Di antara sepuluh provinsi dengan jumlah pasien sifilis terbanyak, Jawa Barat menduduki peringkat kedua dengan 3.186 kasus, diikuti oleh DKI Jakarta dengan 1.897 kasus. Data menunjukkan bahwa rata-rata penambahan kasus per tahun berkisar antara 17.000 hingga 20.000 kasus, mengindikasikan adanya masalah kesehatan masyarakat yang serius di tanah air.
Gejala sifilis dapat bervariasi tergantung pada stadium penyakit. Pada stadium awal (sifilis primer), biasanya muncul luka kecil yang tidak menyakitkan di area genital.

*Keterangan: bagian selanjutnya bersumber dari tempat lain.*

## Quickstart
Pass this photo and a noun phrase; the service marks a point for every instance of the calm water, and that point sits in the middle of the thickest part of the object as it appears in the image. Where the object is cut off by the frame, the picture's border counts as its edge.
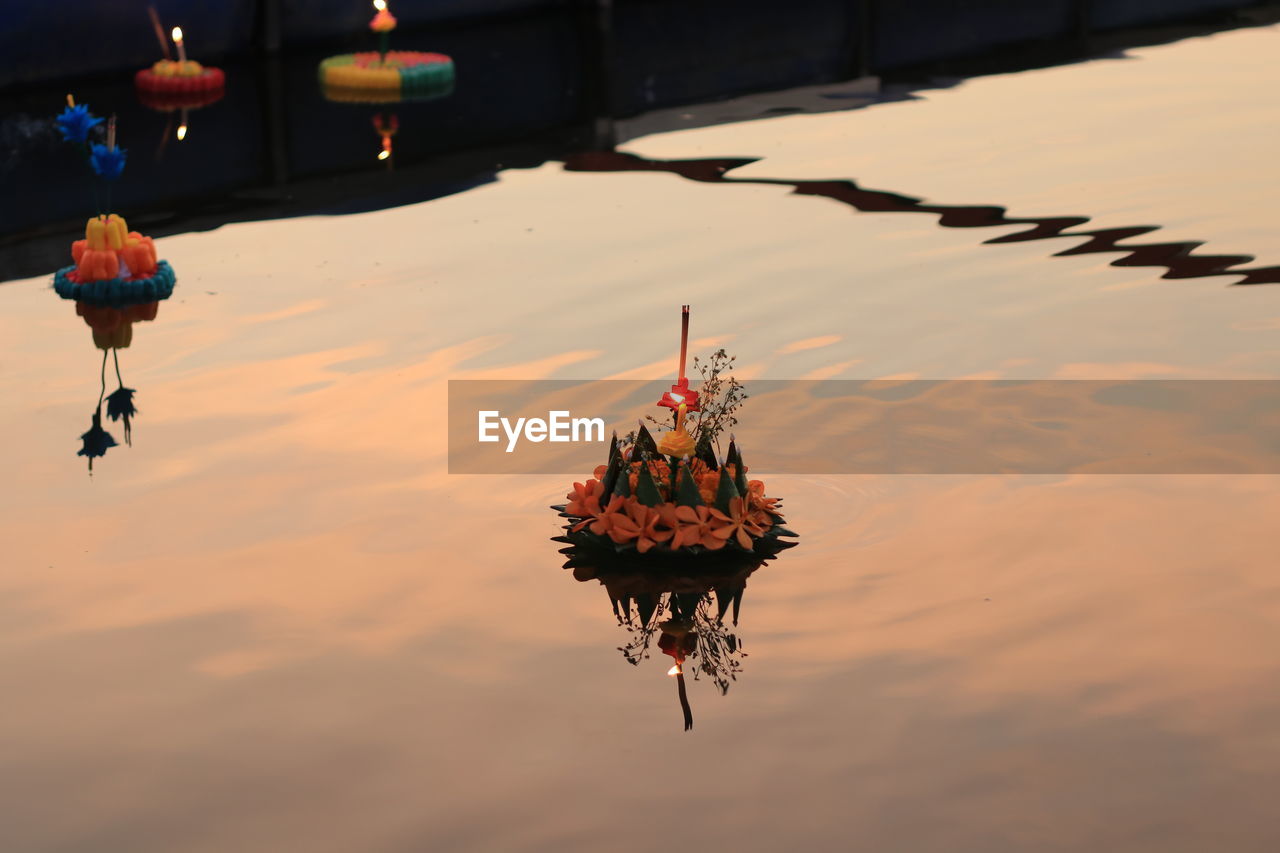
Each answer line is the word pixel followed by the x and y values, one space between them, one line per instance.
pixel 277 623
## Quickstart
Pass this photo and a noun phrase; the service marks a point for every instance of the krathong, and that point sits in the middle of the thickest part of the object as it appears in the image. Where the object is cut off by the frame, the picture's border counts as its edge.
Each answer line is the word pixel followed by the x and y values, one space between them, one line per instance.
pixel 172 86
pixel 385 76
pixel 675 496
pixel 113 265
pixel 172 77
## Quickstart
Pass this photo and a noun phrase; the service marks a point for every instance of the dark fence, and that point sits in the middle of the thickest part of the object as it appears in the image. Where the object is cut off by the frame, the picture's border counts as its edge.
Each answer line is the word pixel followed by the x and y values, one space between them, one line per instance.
pixel 51 40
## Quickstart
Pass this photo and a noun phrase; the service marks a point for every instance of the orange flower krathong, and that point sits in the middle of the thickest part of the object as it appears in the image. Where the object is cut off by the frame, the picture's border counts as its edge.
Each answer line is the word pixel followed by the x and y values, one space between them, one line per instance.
pixel 648 503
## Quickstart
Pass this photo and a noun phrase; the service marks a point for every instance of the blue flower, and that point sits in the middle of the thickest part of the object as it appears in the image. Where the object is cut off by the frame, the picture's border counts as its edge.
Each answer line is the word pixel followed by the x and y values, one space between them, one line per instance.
pixel 76 123
pixel 119 404
pixel 106 162
pixel 97 441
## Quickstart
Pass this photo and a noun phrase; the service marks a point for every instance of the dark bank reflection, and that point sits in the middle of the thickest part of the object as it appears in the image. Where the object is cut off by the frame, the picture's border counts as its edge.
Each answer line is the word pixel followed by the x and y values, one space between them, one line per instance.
pixel 113 331
pixel 178 109
pixel 677 606
pixel 1176 258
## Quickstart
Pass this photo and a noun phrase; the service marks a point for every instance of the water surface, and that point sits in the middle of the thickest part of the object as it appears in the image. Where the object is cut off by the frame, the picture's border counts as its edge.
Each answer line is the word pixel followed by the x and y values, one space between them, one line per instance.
pixel 274 621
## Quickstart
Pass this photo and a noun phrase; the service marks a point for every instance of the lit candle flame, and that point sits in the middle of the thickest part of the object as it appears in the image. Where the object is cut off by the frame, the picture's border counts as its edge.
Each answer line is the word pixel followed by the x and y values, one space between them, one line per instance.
pixel 177 40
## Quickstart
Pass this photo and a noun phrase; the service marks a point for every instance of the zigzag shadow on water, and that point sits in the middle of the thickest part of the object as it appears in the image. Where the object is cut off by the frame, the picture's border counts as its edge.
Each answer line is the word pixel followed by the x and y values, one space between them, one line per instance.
pixel 113 331
pixel 680 605
pixel 1176 258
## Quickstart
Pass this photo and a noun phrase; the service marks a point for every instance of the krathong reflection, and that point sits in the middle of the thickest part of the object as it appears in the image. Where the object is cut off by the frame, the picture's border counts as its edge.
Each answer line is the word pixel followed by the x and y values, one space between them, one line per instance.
pixel 675 528
pixel 113 331
pixel 1178 258
pixel 677 603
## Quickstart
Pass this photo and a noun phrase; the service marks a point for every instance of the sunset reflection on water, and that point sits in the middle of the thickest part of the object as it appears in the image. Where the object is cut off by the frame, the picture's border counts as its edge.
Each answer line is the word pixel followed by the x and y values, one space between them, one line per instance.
pixel 278 623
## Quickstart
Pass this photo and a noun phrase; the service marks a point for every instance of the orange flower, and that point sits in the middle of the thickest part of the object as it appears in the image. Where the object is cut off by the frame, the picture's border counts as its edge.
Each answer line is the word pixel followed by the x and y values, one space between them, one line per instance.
pixel 736 524
pixel 140 254
pixel 584 501
pixel 603 523
pixel 648 521
pixel 758 501
pixel 691 527
pixel 708 484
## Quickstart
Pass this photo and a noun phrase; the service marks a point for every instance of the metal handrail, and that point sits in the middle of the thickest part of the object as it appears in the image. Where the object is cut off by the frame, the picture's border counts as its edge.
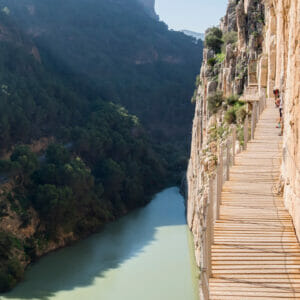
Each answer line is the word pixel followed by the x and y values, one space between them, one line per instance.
pixel 227 153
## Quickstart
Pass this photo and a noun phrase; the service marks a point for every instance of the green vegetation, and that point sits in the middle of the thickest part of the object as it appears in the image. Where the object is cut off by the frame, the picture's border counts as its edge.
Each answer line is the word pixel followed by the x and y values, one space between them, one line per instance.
pixel 197 83
pixel 230 37
pixel 212 61
pixel 215 102
pixel 10 268
pixel 213 39
pixel 78 83
pixel 220 57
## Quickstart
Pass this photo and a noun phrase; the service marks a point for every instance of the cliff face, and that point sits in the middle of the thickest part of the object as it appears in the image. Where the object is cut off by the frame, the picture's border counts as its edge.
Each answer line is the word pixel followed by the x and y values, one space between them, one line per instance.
pixel 260 51
pixel 150 7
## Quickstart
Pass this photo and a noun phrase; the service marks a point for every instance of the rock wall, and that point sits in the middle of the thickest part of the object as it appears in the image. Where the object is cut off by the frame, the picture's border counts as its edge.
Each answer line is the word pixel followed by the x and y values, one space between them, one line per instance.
pixel 150 7
pixel 282 47
pixel 261 49
pixel 228 72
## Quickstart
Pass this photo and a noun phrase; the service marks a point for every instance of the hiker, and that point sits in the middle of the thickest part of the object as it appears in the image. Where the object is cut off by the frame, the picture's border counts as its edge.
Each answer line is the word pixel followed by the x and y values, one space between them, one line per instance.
pixel 276 96
pixel 277 105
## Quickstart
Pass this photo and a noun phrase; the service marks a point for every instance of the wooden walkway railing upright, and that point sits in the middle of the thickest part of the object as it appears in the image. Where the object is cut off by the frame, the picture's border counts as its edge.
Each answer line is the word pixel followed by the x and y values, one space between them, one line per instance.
pixel 241 219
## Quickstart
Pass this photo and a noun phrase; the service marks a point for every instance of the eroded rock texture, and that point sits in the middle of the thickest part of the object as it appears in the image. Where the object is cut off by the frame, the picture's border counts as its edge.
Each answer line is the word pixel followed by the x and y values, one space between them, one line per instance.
pixel 261 49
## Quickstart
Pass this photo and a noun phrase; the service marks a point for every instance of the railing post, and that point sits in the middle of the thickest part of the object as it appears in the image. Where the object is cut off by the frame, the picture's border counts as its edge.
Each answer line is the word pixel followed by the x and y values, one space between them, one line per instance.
pixel 233 144
pixel 219 183
pixel 227 158
pixel 246 132
pixel 253 120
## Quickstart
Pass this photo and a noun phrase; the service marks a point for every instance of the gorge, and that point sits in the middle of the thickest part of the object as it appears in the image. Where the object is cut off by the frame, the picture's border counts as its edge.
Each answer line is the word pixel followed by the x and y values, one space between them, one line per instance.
pixel 256 48
pixel 95 119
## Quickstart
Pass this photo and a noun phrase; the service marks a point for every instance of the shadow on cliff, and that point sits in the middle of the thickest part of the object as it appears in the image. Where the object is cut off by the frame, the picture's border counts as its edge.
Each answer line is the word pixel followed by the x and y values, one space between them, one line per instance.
pixel 81 264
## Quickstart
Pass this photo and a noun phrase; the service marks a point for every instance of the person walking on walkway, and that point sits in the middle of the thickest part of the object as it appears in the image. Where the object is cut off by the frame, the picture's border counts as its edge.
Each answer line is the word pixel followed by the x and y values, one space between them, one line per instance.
pixel 281 113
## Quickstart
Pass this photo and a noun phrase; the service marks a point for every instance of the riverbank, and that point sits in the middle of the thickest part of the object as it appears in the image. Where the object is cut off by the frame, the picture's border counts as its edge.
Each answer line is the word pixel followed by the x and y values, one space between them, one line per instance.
pixel 144 255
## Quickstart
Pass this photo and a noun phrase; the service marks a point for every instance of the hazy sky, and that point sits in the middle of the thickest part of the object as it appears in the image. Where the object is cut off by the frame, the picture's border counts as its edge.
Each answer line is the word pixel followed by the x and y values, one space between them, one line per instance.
pixel 195 15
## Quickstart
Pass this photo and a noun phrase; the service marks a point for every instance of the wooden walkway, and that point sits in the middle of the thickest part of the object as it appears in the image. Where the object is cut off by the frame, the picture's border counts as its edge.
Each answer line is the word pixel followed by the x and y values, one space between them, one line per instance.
pixel 255 254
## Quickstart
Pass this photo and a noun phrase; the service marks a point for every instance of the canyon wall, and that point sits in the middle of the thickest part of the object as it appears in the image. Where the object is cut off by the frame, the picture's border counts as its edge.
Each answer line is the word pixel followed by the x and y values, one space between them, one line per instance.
pixel 260 51
pixel 282 48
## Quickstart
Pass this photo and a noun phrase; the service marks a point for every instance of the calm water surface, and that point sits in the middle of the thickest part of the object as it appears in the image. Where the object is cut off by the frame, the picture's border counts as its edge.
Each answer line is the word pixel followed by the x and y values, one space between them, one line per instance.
pixel 146 255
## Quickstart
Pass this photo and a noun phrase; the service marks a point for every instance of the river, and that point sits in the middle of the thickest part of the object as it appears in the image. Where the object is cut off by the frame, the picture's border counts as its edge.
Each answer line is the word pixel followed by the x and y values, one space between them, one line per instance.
pixel 146 255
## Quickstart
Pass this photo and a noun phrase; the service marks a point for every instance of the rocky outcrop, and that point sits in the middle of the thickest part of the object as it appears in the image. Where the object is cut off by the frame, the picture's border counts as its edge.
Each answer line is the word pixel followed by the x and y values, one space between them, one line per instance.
pixel 227 73
pixel 282 50
pixel 261 50
pixel 150 7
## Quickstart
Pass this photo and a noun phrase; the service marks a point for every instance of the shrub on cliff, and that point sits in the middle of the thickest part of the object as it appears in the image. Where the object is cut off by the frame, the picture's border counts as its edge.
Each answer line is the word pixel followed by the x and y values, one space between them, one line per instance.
pixel 230 37
pixel 213 39
pixel 214 102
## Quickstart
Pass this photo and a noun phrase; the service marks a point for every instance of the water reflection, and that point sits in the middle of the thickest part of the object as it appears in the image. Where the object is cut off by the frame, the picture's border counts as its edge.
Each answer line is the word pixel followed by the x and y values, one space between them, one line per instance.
pixel 119 260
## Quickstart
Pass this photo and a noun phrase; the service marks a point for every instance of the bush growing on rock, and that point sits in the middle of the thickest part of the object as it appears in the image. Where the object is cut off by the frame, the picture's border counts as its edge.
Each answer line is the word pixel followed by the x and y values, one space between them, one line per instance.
pixel 230 116
pixel 213 39
pixel 215 102
pixel 230 37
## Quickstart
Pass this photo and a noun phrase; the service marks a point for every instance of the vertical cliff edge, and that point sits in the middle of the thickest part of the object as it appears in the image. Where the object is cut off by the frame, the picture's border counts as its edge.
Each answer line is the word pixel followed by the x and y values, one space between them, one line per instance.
pixel 256 47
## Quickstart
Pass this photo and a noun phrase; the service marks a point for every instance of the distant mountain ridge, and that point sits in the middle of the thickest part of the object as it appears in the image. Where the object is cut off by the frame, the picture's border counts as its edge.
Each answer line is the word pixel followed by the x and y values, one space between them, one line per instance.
pixel 198 36
pixel 150 7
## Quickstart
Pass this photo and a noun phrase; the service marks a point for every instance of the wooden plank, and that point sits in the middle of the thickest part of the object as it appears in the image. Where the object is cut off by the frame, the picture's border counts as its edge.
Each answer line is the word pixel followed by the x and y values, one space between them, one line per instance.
pixel 256 254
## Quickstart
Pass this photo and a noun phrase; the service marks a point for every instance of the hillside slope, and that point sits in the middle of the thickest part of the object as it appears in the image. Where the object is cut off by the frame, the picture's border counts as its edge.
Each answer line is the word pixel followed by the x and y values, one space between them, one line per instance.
pixel 73 158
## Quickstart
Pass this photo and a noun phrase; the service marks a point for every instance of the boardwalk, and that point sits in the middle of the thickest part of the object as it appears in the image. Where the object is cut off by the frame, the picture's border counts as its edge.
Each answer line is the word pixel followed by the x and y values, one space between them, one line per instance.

Sementara pada stadium kedua, gejala seperti ruam kulit, demam, dan pembengkakan kelenjar getah bening dapat muncul. Jika tidak diobati, penyakit ini dapat berkembang ke stadium tersier, yang dapat menyebabkan kerusakan serius pada sistem saraf dan organ vital lainnya.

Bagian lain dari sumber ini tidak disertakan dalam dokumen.